ジェマという人間はすべてにおいてのである。

確かに西条先輩のような表舞台に立ち、裏で仕事をする両面を持つ人間もいる。

しかし、常に裏にいる人間が表で行動を起こすはずなどないのだ。

こんなもの自明である。

どうして俺はこんなことにも気づけなかったのだろうか。


「それにしても……随分と人が多くないか?この部屋は……。」


一瞬であった。

地面に巨大な穴が開いた。

殺気に気づいて避けなかったら俺は地中深くまで埋め込まれていたであろう。

何があったのか全く分からなかった。

透明化を解くべきか迷ったが能力の重複はできないので、俺が能力を使うには今の状態を解かなければならなかった。

イヴの手に触れると俺の透明化は解除された。


「…………。」


「…………。」


流れる沈黙。

そして驚きを見せるのはジェマではない二人。

ただじっと無言で睨み合う。


「やっと鎧脱いでくれたか……。」


「脱ぐも何もまず着てないだろ。」


会いたかったわけではない。

しかし、関わってしまった以上もう見過ごせない。


「有紀……お……お前……どうしてここに……!」


「大輝、話したいのはやまやまだが、どうして今お前はイギリスと行動をしている?」


「そ……それは……。」


目をそらし言いよどむ。

視線を逸らすその瞳には迷いがそこにはあった。

何だろうか……この感覚は……ここにいるのはいつも学校生活を送っている大輝そのものだ。

何が大輝こいつをここまでにした?


「ならいい……イヴ……お前はどうしてこのようなことをしようとしたんだ?」


こいつらの言っていることからだいたいのことは予想が出来る。

しかしそれは人道的にあってはならないことだ。

こいつは……



イヴという人間の中身を戦闘の経験値以外消去することによって、さらに上の能力へと昇華をする、人体実験を行っている。
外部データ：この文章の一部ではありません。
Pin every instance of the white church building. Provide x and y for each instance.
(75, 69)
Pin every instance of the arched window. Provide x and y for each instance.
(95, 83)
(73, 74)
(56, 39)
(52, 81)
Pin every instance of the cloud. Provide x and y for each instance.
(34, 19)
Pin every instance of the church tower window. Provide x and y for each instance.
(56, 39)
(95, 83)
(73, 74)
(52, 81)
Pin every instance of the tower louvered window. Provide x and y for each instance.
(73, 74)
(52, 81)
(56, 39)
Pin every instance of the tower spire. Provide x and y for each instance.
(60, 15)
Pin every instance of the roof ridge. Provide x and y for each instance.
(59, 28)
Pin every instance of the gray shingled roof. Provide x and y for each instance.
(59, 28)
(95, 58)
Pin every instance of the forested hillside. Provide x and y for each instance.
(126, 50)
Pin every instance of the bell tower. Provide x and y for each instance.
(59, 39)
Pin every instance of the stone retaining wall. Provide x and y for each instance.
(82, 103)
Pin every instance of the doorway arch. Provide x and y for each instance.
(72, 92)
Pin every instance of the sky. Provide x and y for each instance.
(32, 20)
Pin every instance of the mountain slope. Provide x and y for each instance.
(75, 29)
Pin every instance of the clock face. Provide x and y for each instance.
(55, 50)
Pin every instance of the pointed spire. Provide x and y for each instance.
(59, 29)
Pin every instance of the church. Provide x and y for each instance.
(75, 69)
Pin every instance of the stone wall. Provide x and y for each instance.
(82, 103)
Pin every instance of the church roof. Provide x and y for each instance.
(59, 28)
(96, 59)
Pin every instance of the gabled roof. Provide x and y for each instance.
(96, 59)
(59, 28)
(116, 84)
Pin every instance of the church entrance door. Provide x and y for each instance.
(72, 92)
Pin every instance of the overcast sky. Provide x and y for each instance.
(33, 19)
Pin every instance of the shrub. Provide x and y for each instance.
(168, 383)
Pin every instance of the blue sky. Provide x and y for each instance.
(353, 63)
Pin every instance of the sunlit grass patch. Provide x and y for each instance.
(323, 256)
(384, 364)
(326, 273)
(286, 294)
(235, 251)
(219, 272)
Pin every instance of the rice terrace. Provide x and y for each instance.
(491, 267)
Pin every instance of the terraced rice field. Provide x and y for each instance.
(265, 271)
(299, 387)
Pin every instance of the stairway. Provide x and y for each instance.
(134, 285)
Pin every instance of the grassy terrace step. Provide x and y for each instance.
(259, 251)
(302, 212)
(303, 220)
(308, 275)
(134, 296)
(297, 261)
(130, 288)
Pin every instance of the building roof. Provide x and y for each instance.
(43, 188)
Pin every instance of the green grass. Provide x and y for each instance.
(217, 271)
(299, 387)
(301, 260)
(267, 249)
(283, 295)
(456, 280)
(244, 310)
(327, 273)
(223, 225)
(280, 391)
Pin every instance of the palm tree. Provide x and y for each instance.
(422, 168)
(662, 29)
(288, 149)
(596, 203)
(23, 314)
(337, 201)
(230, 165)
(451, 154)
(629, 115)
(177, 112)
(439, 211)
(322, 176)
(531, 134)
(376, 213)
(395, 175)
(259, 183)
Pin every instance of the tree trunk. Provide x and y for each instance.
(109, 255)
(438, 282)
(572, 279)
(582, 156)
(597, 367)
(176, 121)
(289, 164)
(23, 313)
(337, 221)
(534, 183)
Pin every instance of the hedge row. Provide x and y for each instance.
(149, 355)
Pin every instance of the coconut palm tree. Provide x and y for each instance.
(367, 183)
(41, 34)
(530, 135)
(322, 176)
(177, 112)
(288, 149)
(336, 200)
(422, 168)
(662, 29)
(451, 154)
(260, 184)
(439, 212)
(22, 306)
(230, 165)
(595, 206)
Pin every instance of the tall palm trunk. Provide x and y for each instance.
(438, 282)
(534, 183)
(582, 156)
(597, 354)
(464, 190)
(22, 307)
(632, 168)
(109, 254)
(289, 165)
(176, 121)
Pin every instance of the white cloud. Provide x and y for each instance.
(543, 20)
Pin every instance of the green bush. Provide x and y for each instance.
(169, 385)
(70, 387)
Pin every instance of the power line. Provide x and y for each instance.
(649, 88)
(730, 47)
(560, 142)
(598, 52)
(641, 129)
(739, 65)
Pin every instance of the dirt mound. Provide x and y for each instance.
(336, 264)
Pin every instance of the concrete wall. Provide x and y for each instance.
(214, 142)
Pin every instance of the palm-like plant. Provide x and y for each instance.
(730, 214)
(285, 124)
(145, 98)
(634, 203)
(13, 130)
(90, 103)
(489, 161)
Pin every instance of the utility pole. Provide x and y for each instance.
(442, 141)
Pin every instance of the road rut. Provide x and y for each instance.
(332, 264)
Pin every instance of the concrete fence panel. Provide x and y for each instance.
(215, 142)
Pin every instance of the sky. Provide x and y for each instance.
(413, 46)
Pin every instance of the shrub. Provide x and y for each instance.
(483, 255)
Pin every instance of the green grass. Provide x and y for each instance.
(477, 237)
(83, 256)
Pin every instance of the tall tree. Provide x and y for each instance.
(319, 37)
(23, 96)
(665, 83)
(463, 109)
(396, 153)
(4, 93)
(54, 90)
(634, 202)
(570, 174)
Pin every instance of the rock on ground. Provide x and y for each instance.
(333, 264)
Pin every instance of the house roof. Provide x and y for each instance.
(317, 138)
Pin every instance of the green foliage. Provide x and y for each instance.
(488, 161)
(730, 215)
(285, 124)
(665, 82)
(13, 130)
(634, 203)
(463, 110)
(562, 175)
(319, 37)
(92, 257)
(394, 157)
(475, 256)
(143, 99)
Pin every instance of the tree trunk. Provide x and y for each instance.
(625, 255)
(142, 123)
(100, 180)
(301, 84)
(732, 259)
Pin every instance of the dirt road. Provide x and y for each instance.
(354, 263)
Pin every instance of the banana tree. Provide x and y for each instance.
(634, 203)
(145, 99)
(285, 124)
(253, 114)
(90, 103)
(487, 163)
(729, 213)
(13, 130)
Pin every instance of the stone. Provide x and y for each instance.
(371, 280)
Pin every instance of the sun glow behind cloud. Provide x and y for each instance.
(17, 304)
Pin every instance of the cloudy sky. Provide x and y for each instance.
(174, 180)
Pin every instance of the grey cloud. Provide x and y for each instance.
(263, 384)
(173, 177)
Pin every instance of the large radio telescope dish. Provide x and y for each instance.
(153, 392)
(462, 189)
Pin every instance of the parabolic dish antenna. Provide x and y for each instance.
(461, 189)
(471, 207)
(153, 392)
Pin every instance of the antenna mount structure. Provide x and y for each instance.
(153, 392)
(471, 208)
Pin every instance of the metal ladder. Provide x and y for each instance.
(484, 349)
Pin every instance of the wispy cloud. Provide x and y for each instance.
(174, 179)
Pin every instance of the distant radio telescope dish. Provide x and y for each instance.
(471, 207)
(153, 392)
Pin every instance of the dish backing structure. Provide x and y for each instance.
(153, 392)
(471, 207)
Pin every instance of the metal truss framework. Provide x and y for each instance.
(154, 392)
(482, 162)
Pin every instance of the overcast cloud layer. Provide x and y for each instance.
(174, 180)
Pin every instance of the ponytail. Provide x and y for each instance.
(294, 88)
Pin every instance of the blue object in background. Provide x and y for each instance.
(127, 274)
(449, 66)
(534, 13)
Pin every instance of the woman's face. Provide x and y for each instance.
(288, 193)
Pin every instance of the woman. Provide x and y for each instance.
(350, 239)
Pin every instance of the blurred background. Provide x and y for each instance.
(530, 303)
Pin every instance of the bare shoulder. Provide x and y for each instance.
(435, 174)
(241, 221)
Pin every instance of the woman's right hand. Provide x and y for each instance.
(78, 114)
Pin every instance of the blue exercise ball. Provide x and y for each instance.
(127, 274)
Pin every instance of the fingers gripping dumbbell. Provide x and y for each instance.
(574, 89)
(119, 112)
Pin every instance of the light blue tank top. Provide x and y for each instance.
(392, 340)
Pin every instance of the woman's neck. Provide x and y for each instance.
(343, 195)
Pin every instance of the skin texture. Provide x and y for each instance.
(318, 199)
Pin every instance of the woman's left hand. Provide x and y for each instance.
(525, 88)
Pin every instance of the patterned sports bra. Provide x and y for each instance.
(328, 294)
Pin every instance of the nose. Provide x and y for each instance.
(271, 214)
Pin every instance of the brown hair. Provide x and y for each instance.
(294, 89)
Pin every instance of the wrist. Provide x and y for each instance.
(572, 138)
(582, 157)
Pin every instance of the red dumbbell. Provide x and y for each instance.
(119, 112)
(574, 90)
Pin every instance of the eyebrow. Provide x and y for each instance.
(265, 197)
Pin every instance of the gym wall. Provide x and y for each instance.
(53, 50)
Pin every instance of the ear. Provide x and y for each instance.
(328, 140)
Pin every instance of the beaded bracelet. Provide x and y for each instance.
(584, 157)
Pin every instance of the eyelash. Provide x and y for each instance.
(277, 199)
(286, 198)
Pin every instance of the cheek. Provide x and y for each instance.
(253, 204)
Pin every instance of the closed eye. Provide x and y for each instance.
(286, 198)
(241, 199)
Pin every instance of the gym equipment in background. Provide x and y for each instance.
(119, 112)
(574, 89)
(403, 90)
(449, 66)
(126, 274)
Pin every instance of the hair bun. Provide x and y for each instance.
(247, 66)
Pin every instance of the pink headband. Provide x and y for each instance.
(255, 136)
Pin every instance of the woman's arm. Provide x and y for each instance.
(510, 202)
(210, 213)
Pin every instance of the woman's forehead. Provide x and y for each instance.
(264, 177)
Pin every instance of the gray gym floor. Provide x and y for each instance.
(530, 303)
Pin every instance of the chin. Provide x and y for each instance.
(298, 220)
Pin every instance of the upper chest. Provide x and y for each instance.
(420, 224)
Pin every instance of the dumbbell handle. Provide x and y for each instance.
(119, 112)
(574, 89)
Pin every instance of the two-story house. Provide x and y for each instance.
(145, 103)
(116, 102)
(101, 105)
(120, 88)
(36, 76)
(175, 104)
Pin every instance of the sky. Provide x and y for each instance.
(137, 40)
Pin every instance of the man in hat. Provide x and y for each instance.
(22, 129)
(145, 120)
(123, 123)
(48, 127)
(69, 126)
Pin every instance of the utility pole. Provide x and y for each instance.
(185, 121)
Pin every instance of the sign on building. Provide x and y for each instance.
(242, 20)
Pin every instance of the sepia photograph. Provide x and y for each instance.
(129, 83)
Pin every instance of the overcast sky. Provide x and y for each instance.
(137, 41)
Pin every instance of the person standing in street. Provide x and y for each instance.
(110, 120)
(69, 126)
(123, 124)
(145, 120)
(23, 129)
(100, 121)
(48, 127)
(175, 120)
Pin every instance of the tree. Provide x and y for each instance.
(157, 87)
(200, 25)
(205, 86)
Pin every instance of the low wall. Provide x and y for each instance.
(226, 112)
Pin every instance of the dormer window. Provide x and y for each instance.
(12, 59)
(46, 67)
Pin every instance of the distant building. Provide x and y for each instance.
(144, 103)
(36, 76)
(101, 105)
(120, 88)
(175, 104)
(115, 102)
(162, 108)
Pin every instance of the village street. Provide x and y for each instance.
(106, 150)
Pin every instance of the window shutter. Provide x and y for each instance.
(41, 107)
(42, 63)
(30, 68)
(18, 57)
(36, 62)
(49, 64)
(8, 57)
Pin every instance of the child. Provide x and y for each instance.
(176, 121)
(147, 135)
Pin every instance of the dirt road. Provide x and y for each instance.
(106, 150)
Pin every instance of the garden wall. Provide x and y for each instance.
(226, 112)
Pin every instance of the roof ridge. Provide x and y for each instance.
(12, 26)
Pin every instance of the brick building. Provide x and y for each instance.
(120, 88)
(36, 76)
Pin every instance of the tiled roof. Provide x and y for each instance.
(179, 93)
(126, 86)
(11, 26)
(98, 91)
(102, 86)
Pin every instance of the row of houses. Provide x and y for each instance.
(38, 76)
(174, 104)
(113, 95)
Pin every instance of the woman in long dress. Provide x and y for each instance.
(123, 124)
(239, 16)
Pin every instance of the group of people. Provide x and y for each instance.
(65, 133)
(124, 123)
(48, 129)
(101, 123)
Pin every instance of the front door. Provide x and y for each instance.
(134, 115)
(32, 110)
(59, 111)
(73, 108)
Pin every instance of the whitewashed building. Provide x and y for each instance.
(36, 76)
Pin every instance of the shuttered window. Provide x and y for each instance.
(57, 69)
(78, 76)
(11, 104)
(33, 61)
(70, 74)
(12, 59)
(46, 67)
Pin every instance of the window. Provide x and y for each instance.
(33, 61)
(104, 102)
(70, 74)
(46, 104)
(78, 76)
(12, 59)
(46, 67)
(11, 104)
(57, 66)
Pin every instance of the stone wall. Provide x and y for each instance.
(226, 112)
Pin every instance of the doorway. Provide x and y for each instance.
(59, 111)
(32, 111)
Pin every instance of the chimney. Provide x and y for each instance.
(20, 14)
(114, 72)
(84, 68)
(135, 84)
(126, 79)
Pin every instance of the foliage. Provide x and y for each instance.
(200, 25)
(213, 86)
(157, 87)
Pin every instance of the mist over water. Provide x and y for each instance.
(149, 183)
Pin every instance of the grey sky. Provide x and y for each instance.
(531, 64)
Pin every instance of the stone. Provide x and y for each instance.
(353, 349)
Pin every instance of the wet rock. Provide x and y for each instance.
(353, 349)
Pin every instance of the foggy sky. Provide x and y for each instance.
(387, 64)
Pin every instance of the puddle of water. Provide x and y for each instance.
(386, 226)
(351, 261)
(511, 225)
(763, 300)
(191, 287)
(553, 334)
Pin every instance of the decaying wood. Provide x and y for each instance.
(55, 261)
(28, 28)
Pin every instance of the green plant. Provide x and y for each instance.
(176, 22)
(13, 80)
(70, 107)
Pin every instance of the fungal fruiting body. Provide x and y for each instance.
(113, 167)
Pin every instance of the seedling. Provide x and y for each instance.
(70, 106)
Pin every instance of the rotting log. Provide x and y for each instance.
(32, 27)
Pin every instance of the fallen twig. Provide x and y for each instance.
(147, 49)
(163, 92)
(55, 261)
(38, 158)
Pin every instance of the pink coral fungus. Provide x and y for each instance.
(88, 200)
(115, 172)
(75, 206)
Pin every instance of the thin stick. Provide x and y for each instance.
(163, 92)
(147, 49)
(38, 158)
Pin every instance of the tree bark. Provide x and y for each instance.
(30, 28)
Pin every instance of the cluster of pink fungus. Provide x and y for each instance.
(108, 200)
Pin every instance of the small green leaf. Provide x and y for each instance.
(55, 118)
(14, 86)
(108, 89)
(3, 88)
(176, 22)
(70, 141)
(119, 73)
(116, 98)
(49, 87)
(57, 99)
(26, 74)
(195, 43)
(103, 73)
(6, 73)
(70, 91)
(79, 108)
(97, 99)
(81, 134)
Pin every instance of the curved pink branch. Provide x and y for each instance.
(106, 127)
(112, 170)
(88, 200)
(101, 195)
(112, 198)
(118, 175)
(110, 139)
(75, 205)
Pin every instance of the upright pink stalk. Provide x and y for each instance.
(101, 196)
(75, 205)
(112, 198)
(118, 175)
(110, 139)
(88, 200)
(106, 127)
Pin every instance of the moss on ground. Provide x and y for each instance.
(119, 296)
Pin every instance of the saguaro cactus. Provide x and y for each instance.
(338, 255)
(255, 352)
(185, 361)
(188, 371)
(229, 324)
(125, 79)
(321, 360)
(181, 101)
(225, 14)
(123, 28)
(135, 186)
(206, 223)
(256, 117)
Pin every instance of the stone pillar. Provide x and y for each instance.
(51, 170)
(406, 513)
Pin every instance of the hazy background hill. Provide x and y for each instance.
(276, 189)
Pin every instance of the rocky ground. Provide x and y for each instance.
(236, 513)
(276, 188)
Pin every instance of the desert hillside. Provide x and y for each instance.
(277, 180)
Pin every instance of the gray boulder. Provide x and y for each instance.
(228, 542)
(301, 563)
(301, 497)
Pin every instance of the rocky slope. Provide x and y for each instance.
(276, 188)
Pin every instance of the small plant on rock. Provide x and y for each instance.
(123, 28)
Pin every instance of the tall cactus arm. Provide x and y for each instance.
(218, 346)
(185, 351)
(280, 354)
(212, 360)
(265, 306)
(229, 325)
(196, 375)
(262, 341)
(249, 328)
そのために、イヴの無駄となる記憶を省きに省く、つまり……最終的に残るのは命令をこなす最強の人形……。


「私は……私は……我が王のために……。」


知っていたとも。

彼女はこういう人間なのだ。

誰よりも自分の能力に愛情が深い、そして尊敬する人物は『アーサー王』

すなわち彼女は円卓の騎士の中でもアーサー王に対して最も大きな瓦解の原因を招いた………『ランスロット』。

誰が彼女をここまでの人間にしてしまったのだろうか。



「お前は『イヴ・オルコット』だ。それ以外の何者でもない。」



この子とは短期間しか話してない。

でも……彼女がどういう人間で……どういうことのためにこんなことをしているのかはわかっている。


「我こそは『イギリス』おける英雄『アーサー・ペンドラゴン』なり!ただ一人になろうともその剣をもって平和をもたらさんとする使命がある!」


「え?」


イヴは虚を突かれたような顔をした。

俺の体には白銀に輝く西洋の鎧が身に纏われていた。